Esta maravilla jiennense se encuentra justo a la entrada del parque natural más extenso de toda España, en la comarca de Sierra del Segura, y es todo un tesoro milenario que ha sobrevivido a lo largo de miles de años al clima de la zona. Sus gigantescas dimensiones se combinan con una historia repleta de leyendas que hace de este árbol una de las joyas naturales más importantes de toda Andalucía.

El Olivo de Fuentebuena en Arroyo del Ojanco (Jaén)

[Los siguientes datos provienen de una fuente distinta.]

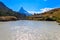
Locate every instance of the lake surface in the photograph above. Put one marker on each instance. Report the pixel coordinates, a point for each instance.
(29, 30)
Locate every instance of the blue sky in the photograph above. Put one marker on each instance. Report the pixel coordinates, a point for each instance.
(31, 5)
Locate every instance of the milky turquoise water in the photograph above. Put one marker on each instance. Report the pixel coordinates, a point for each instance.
(29, 30)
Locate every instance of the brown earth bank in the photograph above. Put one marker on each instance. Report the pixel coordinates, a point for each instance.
(8, 18)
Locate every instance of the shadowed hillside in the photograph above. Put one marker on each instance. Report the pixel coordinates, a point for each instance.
(52, 15)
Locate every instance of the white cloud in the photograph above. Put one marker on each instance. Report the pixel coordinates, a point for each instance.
(45, 0)
(45, 9)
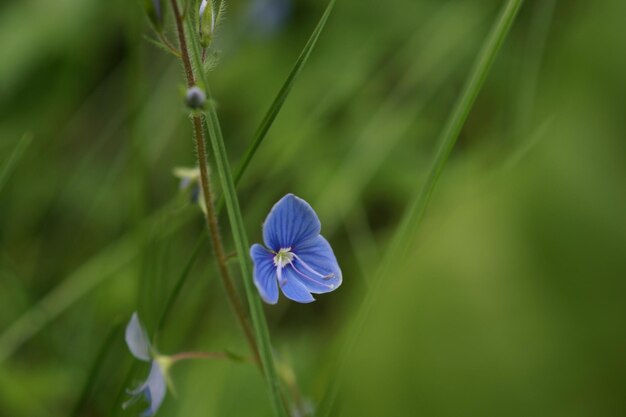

El milenario Olivo de Fuentebuena lleva siglos siendo uno de los mayores símbolos de Arroyo del Ojanco, una localidad de Jaén de algo más de 2.100 habitantes que es la puerta de entrada al Parque Natural de la Sierra de Cazorla, Segura y Las Villas. Además de su edad, lo que hace muy especial a este ejemplar es su imponente magnitud, la que ha hecho que haya sido declarado Monumento Natural de Andalucía y sea uno de los de mayor tamaño de todo el globo terráqueo.

Este espectacular olivo tiene dos ramas con más de dos metros de perímetro cada una (2,10 metros y 2,80 metros), lo que hace que la copa del árbol alcance un tamaño enorme, y de hecho las hojas muchas veces caen hasta el suelo debido al peso del ramaje. Además, según el Portal de Turismo de la Provincia de Jaén, suele producir unos 600 kilogramos de aceitunas cada campaña, por lo que es de gran valor para el sector oleico.

Con sus 12 metros de altura y su tronco de cinco metros de diámetro, el Olivo de Fuentebuena ha entrado en el Libro Guinness de los Récords, pero todavía lo hace más especial las leyendas que hay en torno a él: hay quienes dicen que fue plantado en la época de los romanos, aunque otros afirman que data de los tiempos de la Reconquista, pero la realidad es que no se sabe con exactitud cuando comenzó a crecer este tesoro natural.

Tal y como se indica en la web turística provincial, para poder llegar a este maravilloso olivo desde el propio pueblo de Arroyo del Ojanco se debe tomar la JV-7005 en dirección a Beas de Segura, y una vez se pasa el cruce de Prados de Armijo, se puede ver ya este increíble ejemplar a tan solo 50 metros de la vía.